In such difficult times, even prayer can become impossible: words and breath are lacking, and each day offers itself as a desert where nothing can grow. It is the time when even God seems distant, absent, indifferent to our cries for help and to our communal practices of comfort. In this spiritual desert, the poet Rainer Maria Rilke offers us a liberating perspective:
“Be patient towards all that is unresolved in your heart and… try to love the questions themselves, like locked rooms and like books written in a foreign language. Do not now seek the answers that cannot be given you because you would not be able to live with them. And the point is to live everything. Live the questions now. Perhaps you will then gradually, without noticing it, live along some distant day into the answer.” (poem published posthumously in Letters to a Young Poet, 1929)
It is an invitation not to flee the condition of one who is still on the way, who does not have all the answers, who must learn to live with the unfinished.

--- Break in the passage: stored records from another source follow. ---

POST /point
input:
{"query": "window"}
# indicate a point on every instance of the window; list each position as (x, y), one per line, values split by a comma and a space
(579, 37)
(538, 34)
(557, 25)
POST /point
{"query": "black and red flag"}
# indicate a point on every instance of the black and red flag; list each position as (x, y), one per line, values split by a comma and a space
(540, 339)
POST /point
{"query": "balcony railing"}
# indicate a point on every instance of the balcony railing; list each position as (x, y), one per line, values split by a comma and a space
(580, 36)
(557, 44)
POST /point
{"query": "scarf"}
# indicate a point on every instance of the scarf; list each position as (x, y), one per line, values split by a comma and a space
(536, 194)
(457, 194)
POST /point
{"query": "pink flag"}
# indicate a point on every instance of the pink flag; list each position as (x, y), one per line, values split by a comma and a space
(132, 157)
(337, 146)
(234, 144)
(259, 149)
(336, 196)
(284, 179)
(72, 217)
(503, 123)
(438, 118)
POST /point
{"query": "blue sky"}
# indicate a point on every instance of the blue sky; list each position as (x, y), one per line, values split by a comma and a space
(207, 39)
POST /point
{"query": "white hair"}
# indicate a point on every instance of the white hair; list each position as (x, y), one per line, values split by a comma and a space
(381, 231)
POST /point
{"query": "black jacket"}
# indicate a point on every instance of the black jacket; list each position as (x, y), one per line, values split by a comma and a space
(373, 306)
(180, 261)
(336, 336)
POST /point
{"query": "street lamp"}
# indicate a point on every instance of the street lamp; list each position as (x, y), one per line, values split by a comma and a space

1.4 The primordial suspicion
There is an even subtler and more dangerous aspect to this experience of the limit as obstacle: the suspicion that is born in the heart. It is what happens to Adam and Eve when their desire meets God’s limit: “You may eat of every tree of the garden; but of the tree of the knowledge of good and evil you shall not eat” (Gen 2:16–17). The divine command, however, was not meant to weaken them, but to safeguard their very desire: the limit is the necessary condition for reaching far more than what is immediately within reach. A perverse word, slithering in subtly, instead excites human desire by arousing a real suspicion about God’s goodness. God, according to the serpent, gave a prohibition so as not to have to share power with his creatures: eating that fruit meant opening one’s eyes and becoming strong like one’s Creator.
The limit placed upon desire is therefore perceived as a wall that blocks becoming, whereas it was a form of guardianship over the journey. Thus all bonds are perverted. Suspicion of God spills into our relationships, making them unjust: it happens between woman and man, who accuse one another and fall into the logic of domination; it happens between brothers, where conflict makes room for murder; it happens with all creation, put at risk by our claim to absolute control. It is a story that happens and happens again endlessly even today.
Jesus will come to illuminate this scene of suspicion. God is what we see in him: a presence of solidarity, with words and gestures that heal, free, awaken, regenerate. In his finitude there is hospitality for all the creatures of the world. The limit experienced in the flesh – to which God himself allows himself to be led back – is not a strategy to tyrannise the world, but the compass that directs desire towards authentic freedom.
When suspicion prevails, there is no true freedom. One responds in a linear way, one allows oneself to be positioned always and only face to face, and every thought goes into the concern of how to defend oneself against evil and the enemy. No creativity, no momentum, no trust in good transformations and good company.
And yet, precisely in this empty and apparently sterile time, something unexpected can happen. It is what Jacob will discover: the limit can be transformed from wall into door, from ending into beginning, from curse into blessing.